Panbiogeographic tracks of the ratite birds, Nothofagus, and the New Zealand frog Leiopelma
Panbiogeographic tracks of the ratite birds, Nothofagus, and the New Zealand frog Leiopelma
Individual tracks are superimposed, and if they coincide according to a specified criterion (eg. shared baselines or compatible track geometries), the resulting summary lines are considered generalized (or standard) tracks. Generalized tracks suggest the pre-existence of ancestral biotas, which subsequently become fragmented by tectonic and/or climate change. The area where two or more generalized tracks intersect is called node. It means that different ancestral biotic and geological fragments interrelate in space/time, as a consequence of terrain collision, docking, or suturing, thus constituting a composite area. A concentration of numerical, genetical or morphological diversity within a taxon in a given area constitutes a main massing.

Over the last two decades, panbiogeography as first conceived by Croizat[3][4] and further developed by researchers in New Zealand and Latin America[5] became established as a productive research programme in historical biogeography.
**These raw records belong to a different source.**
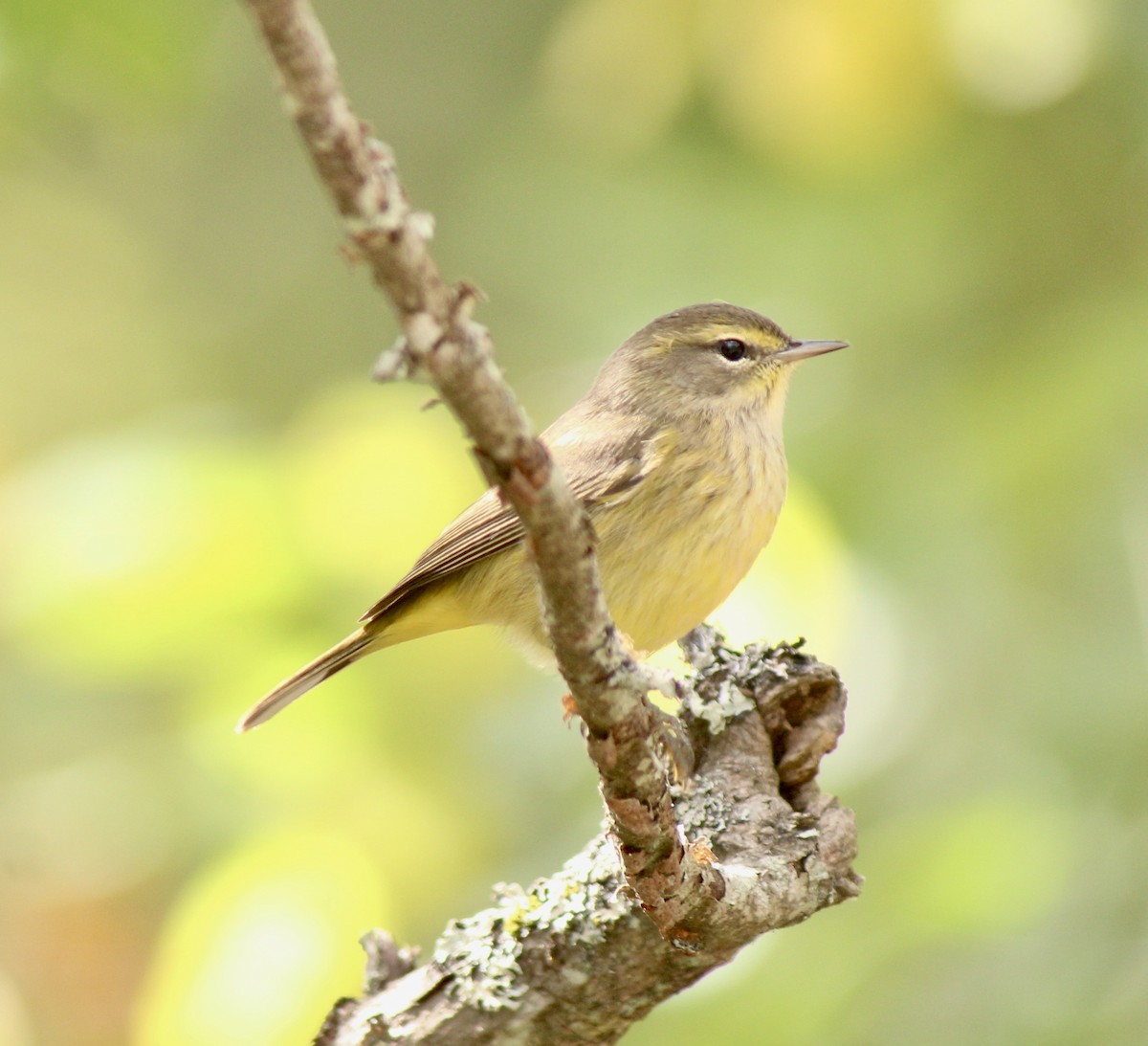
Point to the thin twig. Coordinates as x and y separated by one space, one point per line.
442 341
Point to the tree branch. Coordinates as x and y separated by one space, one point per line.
566 963
684 890
443 343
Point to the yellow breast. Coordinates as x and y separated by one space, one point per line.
672 553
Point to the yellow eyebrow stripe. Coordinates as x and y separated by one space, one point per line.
716 332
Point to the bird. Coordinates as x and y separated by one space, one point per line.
675 454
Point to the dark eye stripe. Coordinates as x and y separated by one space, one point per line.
732 349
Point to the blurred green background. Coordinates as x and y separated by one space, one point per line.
200 489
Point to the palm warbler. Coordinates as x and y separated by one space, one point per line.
676 455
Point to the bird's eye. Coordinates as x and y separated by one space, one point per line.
732 349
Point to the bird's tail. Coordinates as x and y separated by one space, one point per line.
339 657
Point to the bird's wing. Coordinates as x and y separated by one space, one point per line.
601 461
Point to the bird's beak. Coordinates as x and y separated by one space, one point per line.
805 349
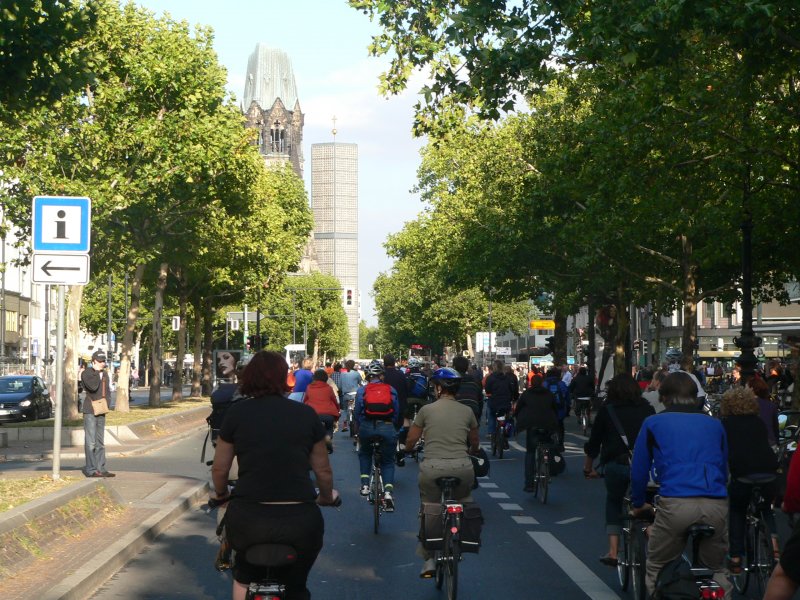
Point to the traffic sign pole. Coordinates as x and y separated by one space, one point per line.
59 385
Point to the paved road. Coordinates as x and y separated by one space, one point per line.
529 551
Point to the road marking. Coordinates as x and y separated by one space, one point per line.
583 577
523 520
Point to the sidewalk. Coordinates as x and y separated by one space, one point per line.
74 566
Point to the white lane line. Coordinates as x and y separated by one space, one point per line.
583 577
522 520
568 521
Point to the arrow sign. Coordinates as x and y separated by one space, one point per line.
61 269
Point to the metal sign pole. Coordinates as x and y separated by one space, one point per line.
59 385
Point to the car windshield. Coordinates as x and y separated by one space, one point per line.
14 385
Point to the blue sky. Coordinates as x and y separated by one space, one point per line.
327 43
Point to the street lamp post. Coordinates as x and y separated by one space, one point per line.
748 341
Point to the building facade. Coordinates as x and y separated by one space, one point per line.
334 201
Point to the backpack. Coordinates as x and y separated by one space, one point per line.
675 581
417 385
378 401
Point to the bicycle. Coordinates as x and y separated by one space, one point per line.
448 557
376 481
758 559
583 413
499 443
541 474
272 556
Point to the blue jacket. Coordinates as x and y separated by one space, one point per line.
687 450
359 405
562 398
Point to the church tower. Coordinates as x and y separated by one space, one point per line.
271 105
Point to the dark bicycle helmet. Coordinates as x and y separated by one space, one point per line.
375 369
447 378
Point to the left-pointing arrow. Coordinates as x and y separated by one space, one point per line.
47 268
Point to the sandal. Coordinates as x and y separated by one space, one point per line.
735 565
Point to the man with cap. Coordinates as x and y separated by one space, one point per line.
97 384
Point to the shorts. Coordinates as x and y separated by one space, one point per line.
298 525
790 558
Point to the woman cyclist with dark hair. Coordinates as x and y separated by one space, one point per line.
277 442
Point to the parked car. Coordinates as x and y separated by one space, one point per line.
24 398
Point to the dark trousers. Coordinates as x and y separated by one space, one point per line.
297 525
617 478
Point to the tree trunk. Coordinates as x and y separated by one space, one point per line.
123 391
177 376
689 305
197 349
69 399
156 341
208 339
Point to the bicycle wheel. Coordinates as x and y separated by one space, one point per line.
451 567
377 495
763 562
624 557
741 580
638 558
544 476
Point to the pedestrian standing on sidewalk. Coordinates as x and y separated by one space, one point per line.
97 385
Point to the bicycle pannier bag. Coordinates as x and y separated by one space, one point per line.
675 581
471 525
430 525
378 401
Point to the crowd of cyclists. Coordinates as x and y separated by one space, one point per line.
653 436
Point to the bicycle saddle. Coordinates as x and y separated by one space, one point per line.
757 478
701 530
270 555
447 481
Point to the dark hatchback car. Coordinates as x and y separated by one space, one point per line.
24 398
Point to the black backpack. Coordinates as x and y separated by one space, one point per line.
675 581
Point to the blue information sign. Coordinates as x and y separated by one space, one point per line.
61 224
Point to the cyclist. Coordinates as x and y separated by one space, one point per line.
397 379
689 452
350 382
277 442
552 381
749 456
536 413
582 387
447 425
622 415
498 391
377 413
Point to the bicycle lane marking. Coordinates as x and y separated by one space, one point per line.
573 567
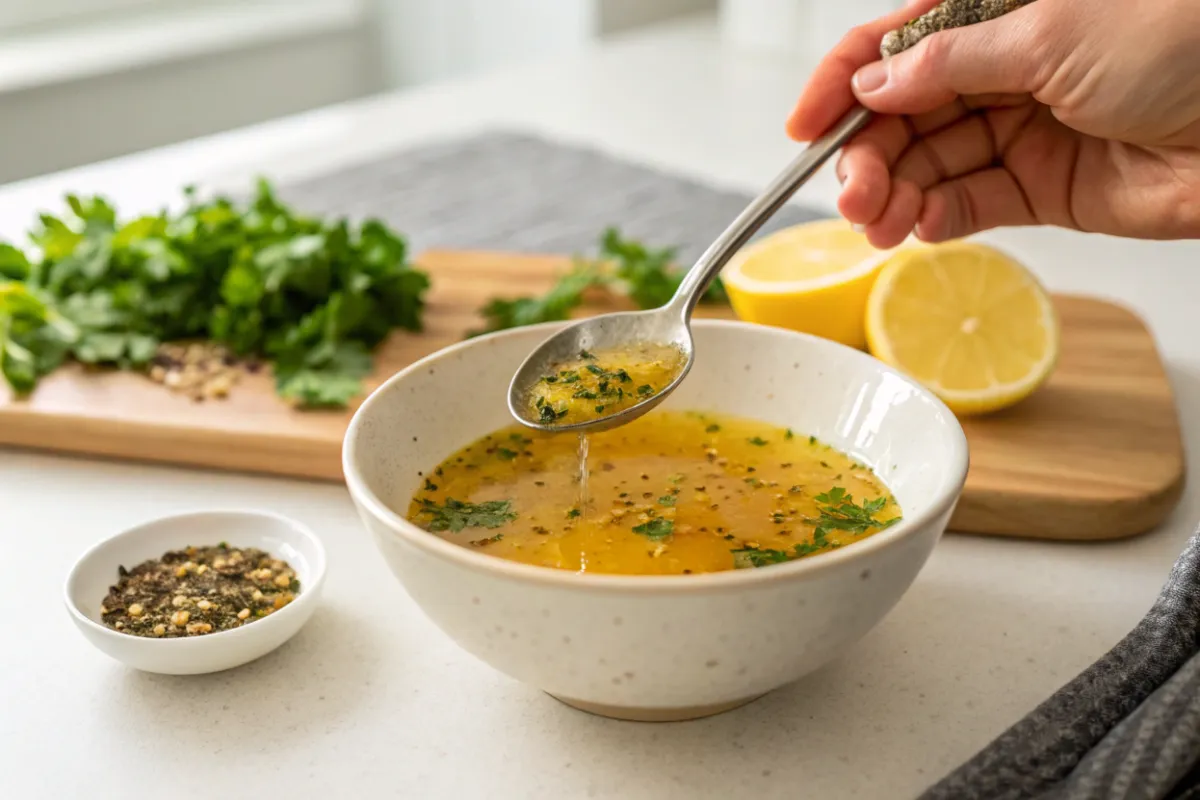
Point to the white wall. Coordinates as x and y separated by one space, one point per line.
436 40
53 127
95 86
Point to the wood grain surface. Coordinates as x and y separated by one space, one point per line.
1095 453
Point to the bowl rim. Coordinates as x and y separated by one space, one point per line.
306 596
672 584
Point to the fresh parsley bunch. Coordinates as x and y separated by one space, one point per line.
312 296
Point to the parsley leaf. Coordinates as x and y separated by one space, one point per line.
455 515
754 557
315 296
838 511
655 529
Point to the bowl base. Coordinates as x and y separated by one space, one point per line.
634 714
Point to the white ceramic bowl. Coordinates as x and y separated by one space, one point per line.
282 537
663 647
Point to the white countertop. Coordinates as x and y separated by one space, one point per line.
371 699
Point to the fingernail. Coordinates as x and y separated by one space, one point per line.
871 77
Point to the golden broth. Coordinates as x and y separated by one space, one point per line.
598 384
670 493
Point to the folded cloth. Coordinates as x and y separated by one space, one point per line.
1127 728
511 191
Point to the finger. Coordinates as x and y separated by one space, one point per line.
964 148
981 200
828 95
1013 54
899 217
864 169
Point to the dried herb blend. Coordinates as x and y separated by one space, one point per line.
951 13
198 590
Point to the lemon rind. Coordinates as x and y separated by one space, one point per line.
732 272
996 396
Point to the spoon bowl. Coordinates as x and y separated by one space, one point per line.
671 323
664 325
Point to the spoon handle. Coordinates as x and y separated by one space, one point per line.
762 208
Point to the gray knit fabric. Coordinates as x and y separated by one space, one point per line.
1127 728
516 192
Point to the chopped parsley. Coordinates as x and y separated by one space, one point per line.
456 515
753 557
839 511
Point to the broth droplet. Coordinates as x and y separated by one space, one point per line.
583 471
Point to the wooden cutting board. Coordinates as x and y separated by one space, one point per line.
1095 453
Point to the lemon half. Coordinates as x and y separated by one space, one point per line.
967 322
814 277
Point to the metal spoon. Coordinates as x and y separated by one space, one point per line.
670 324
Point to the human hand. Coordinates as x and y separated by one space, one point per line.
1072 113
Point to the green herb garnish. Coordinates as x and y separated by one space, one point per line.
455 515
838 511
754 557
655 529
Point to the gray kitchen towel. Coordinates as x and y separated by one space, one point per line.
1128 727
516 192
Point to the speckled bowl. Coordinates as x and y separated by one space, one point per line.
664 647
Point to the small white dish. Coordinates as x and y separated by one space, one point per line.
97 570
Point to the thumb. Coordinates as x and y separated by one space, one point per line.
1013 54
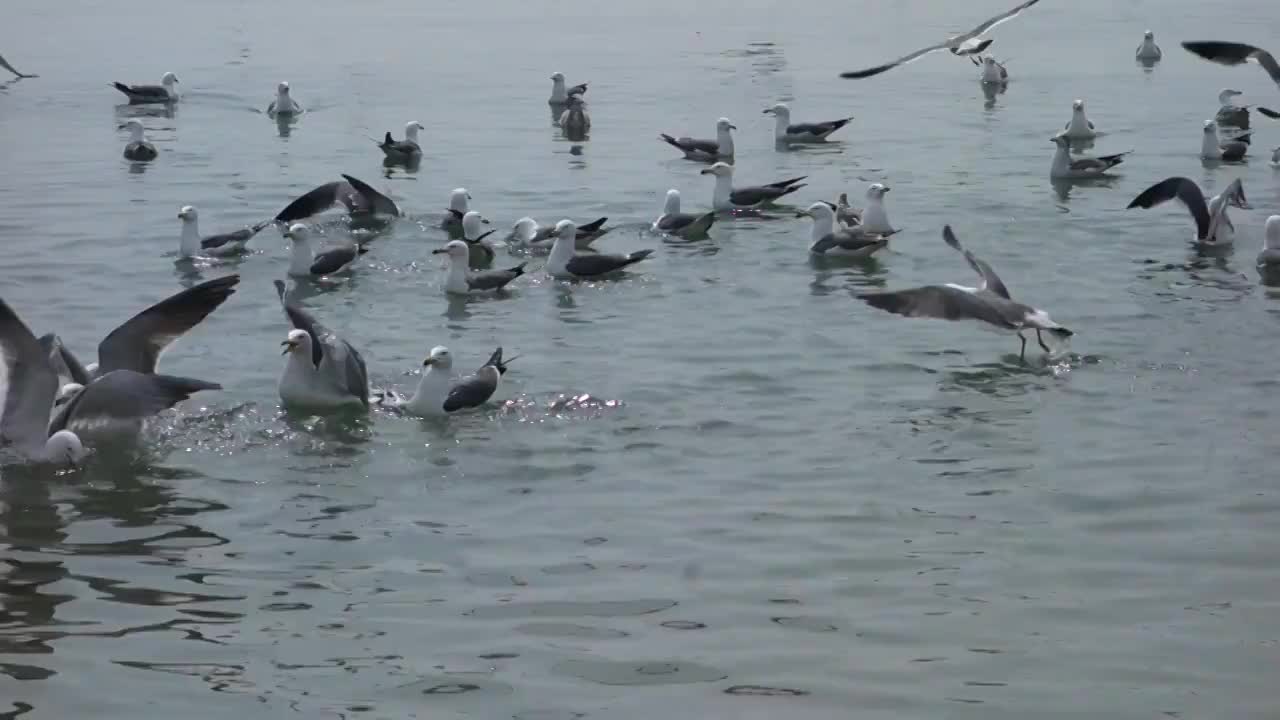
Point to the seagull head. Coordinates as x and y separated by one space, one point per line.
295 341
718 169
438 358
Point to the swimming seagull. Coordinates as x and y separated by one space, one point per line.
560 94
1212 224
215 245
1235 54
681 224
728 197
707 150
827 240
990 302
283 103
323 370
566 263
1079 126
305 263
403 150
138 149
1148 50
144 94
460 279
438 393
1212 147
800 132
357 196
529 233
961 44
1064 167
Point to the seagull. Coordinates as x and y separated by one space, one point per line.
801 132
1065 167
305 263
1212 224
560 94
439 395
461 281
357 196
566 263
215 245
403 150
827 240
1270 255
964 44
144 94
283 103
707 150
1235 54
728 197
1212 147
1079 126
529 233
138 149
323 370
1148 50
990 302
681 224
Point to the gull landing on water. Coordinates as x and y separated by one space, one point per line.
990 302
963 44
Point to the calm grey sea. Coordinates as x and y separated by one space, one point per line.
775 501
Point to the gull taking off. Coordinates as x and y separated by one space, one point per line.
990 302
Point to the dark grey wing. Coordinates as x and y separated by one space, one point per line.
373 200
30 383
302 320
334 259
1235 54
137 343
64 363
314 203
1182 188
242 235
990 279
124 395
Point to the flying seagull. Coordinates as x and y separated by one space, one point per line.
964 44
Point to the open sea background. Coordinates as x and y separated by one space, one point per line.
775 501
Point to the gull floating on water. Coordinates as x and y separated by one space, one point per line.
963 44
1235 54
1148 50
1080 167
357 196
283 103
728 197
403 150
191 245
305 263
1212 224
828 240
800 132
567 264
707 150
323 370
460 279
138 149
438 393
681 224
560 94
529 233
990 302
144 94
1212 147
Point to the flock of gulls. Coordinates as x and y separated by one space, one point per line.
51 401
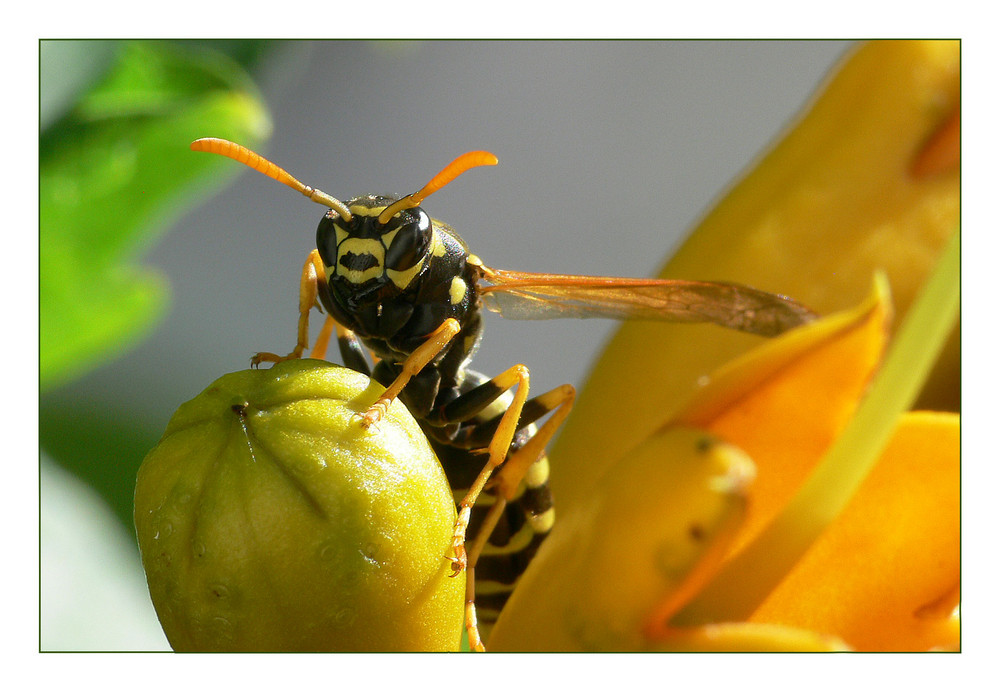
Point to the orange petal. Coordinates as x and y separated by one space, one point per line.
787 401
652 530
885 575
747 636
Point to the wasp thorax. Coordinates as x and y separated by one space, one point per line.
362 250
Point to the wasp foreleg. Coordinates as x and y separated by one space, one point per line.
312 277
413 364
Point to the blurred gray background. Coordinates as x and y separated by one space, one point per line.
609 154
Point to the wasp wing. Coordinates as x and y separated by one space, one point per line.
530 296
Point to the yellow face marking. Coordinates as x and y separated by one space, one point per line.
438 248
457 290
361 246
362 210
403 278
387 237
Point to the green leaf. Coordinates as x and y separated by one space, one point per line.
113 171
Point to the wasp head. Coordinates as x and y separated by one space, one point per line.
364 255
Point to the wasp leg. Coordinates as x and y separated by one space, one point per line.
323 339
312 277
352 351
413 364
497 448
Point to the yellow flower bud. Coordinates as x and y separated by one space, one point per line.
269 520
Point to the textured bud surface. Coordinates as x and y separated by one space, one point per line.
269 520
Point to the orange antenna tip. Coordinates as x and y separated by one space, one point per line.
238 152
465 162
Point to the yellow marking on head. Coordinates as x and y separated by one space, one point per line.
403 278
361 246
364 210
457 290
387 237
437 248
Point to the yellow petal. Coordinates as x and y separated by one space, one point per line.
833 202
656 526
885 575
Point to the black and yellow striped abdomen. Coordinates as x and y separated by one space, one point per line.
525 522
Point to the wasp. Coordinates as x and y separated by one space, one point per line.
404 288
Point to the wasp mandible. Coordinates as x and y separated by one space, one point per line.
405 286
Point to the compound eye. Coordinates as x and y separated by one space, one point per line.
408 245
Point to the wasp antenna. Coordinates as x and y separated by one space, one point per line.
238 152
466 161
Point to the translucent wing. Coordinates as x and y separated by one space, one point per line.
529 296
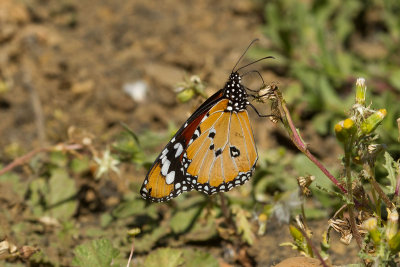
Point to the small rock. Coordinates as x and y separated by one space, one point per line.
136 90
299 262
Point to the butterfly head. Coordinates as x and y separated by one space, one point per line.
235 93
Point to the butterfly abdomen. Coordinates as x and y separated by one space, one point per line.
235 93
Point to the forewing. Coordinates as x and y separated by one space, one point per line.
224 154
166 177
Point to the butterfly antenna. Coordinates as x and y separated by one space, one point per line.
251 63
253 71
252 42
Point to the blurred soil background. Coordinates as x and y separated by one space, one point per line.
63 69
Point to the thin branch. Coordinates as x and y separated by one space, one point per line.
23 159
132 250
298 141
314 249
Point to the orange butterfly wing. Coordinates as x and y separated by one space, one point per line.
166 178
224 155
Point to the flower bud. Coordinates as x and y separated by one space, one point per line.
370 124
392 224
371 225
296 233
361 88
344 129
185 95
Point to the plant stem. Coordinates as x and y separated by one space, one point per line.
350 199
298 141
378 189
314 249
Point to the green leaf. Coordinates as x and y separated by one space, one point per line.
97 253
170 257
391 166
166 257
60 200
58 158
79 165
134 207
199 258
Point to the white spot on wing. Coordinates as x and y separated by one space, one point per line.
170 177
164 169
179 149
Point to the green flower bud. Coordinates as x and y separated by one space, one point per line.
361 88
392 224
344 129
185 95
394 243
370 124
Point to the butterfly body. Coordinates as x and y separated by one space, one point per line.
212 152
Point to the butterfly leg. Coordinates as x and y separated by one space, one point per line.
264 116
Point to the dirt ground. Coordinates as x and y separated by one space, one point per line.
64 63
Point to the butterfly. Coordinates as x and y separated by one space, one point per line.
213 151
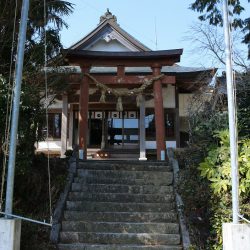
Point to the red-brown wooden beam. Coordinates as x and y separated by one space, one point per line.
159 114
123 79
127 59
83 112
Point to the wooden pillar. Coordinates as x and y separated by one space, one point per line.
177 117
71 125
64 125
123 129
83 112
103 142
159 113
142 129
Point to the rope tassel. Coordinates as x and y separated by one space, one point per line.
119 106
103 97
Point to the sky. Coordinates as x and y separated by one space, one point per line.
159 24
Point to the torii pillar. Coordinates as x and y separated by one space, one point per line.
83 111
159 113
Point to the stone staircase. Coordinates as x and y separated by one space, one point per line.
121 205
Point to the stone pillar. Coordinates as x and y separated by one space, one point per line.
64 125
83 112
71 125
123 131
103 144
10 234
159 113
142 129
236 236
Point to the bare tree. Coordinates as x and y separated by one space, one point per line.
209 41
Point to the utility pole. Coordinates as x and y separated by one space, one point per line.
10 229
16 105
231 115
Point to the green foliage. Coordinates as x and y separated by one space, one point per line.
217 169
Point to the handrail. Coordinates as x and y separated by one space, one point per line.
180 205
58 213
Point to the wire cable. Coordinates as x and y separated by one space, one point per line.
46 108
10 89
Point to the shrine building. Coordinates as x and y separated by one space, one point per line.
122 96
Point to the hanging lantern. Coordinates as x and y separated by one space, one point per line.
138 100
103 97
119 106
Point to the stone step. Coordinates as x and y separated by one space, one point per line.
122 174
133 156
120 238
120 227
160 181
116 188
122 198
164 217
82 246
119 207
131 166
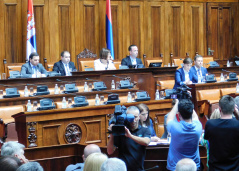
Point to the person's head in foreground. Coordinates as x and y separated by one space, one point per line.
30 166
113 164
15 149
9 163
186 164
94 162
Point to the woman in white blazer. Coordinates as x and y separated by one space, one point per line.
104 62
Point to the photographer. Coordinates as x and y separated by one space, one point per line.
185 134
132 146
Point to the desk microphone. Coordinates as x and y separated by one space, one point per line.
225 70
155 167
126 78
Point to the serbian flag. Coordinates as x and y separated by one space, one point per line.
109 30
31 31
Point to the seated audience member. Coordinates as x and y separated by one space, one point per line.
198 70
189 127
132 61
223 136
94 161
15 149
30 166
113 164
215 115
132 146
64 66
105 62
184 75
9 163
165 134
89 149
33 68
186 165
145 121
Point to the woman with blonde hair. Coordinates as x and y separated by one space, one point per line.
104 62
145 121
94 161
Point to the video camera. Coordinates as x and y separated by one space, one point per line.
120 119
181 93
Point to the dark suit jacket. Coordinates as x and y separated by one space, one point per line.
194 72
26 70
127 61
59 67
180 78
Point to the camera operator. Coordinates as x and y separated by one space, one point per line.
132 146
185 134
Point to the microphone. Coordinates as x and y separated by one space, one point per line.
226 70
155 167
126 78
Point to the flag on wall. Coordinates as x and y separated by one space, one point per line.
31 31
109 30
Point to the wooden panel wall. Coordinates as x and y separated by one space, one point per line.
154 26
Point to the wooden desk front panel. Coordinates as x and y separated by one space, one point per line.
50 125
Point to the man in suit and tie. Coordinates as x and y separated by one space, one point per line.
33 68
64 66
184 75
132 61
198 70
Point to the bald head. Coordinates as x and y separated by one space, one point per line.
89 149
186 165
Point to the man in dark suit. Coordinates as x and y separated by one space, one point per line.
198 70
132 61
64 66
184 75
33 68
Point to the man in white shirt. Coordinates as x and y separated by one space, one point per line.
132 61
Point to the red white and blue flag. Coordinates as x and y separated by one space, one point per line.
31 30
109 30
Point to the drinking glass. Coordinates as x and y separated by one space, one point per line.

Panbiogeography provides a method for analyzing the geographic (spatial) structure of distributions in order to generate predictions about the evolution of species and other taxa in space and time.

Panbiogeographic key concepts of track, node, baseline, and main massing have shown to be powerful analytical tools, especially following the mathematical formalization of these concepts with the development of quantitative panbiogeography.[6] Such developments were based on the application of concepts and methods from graph theory, for example minimum spanning trees to depict individual tracks in a more rigorous way, clique analysis to identify standard tracks, and nodal analysis to determine the precise location of panbiogeographic nodes.

Panbiogeography emphasizes the analysis of raw locality and broader distribution data for taxa and may thus benefit from modern technological advances for the collection, storage, and analysis of such data as online biodiversity databases of georeferenced records (FishNet, HerpNet, MaNIS, OBIS, ORNIS), the Global Positioning System (GPS) and Geographic Information Systems (GIS) technology. Furthermore, besides its academic interest and scientific relevance as a method for the analysis of earth/life historical relationships, panbiogeographic concepts may also be useful to address the critical issue of global biodiversity conservation in a potentially fast and cost-effective way.[7]